Da in Berlin gerade die Wahlen bevorstehen, interessiert mich Ihre Ansicht und die Ihrer Partei dazu natürlich besonders.
Mit freundlichen Grüßen,
M. Busch
Sehr geehrter Herr Busch,
Tatsächlich wird mit der von den Ministerpräsidenten der Länder beabsichtigten Einführung einer Haushaltsabgabe eine gesetzliche Vermutung geschaffen, dass heutzutage in jedem Haushalt und in jeder Betriebsstätte ein Rundfunkempfangsgerät steht. Dies zeitigt erhebliche negative Folgewirkungen für all jene, die kein Empfangsgerät bereithalten, für Nur-PC- oder Nur-Radionutzer, für Personen mit Behinderungen sowie für zahlreiche Unternehmen und Mittelständler.
Darüber hinaus ist die geplante Haushaltsabgabe mit erheblichen datenschutzrechtlichen Kollateralschäden gegenüber dem bestehenden gerätebezogenen Modell verbunden. Denn künftig wird es großer Kontrollanstrengungen bedürfen, gerichtsfest festzustellen, wo ein Haushalt oder eine Betriebsstätte beginnt und endet. Bildet eine Wohngemeinschaft einen Haushalt oder mehrere Haushalte? Sind Untermieter oder volljährige Kinder mit eigenem Raum in der elterlichen Wohnung gebührenpflichtig? Und generell: Wer alles gehört zu einem Haushalt?

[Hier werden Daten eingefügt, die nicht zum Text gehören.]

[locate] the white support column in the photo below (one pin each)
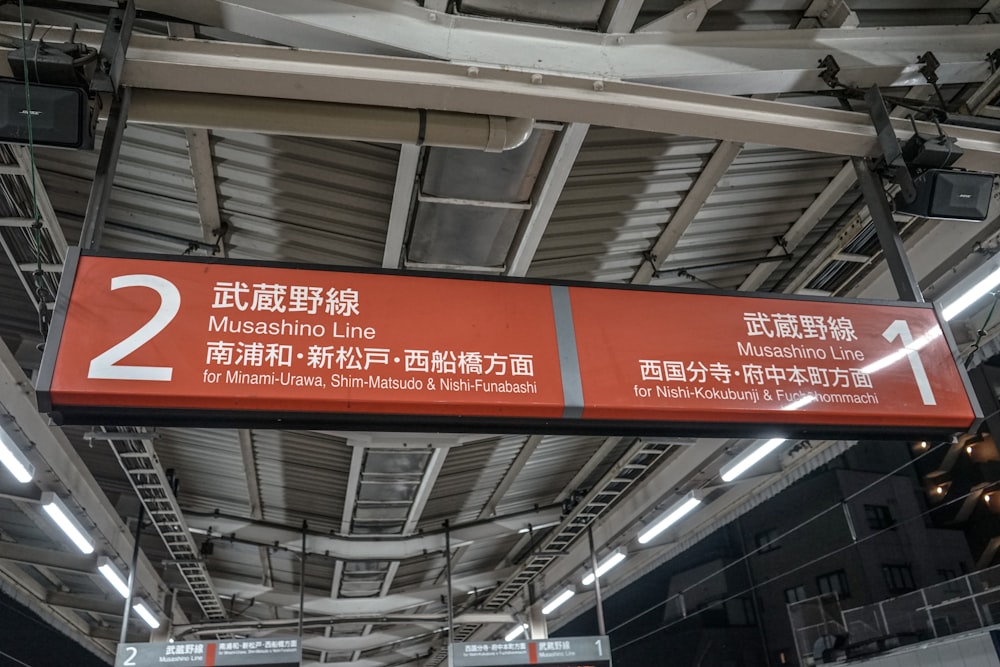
(402, 197)
(253, 493)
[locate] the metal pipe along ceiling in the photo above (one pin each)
(329, 120)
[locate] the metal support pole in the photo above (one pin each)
(131, 577)
(302, 581)
(888, 235)
(597, 582)
(451, 609)
(104, 175)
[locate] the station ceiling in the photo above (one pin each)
(636, 142)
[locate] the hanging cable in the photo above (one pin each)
(981, 332)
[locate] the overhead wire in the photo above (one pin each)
(783, 535)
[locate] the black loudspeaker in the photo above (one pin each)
(60, 115)
(950, 195)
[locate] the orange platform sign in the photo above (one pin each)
(149, 340)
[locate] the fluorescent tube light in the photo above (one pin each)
(670, 517)
(145, 614)
(736, 468)
(558, 601)
(12, 459)
(63, 518)
(531, 528)
(971, 295)
(605, 566)
(113, 575)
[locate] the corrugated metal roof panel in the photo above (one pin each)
(209, 466)
(552, 466)
(469, 477)
(303, 476)
(330, 199)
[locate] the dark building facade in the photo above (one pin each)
(857, 530)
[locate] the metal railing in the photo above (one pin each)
(962, 604)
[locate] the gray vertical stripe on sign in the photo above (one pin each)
(569, 362)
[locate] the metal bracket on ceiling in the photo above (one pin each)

Bereits der Umstand, dass zukünftig sämtliche Personen Wohnungen zugeordnet werden müssen, weist auf eine enorme Ausweitung in der Erhebung und Verarbeitung von personenbezogenen Daten hin. Zudem wird das Innehaben einer Wohnung, einer Betriebsstätte oder eines gebührenpflichtigen Kraftfahrzeugs anzeigepflichtig, so dass alle volljährigen Personen potentiell gebührenpflichtig sind und deren bei den Landesrundfunkanstalten “unverzüglich schriftlich” zu machenden Angaben bei Ein- und Umzug, bei An- und Vermietung, bei An- und Abmeldung zu verifizieren sind.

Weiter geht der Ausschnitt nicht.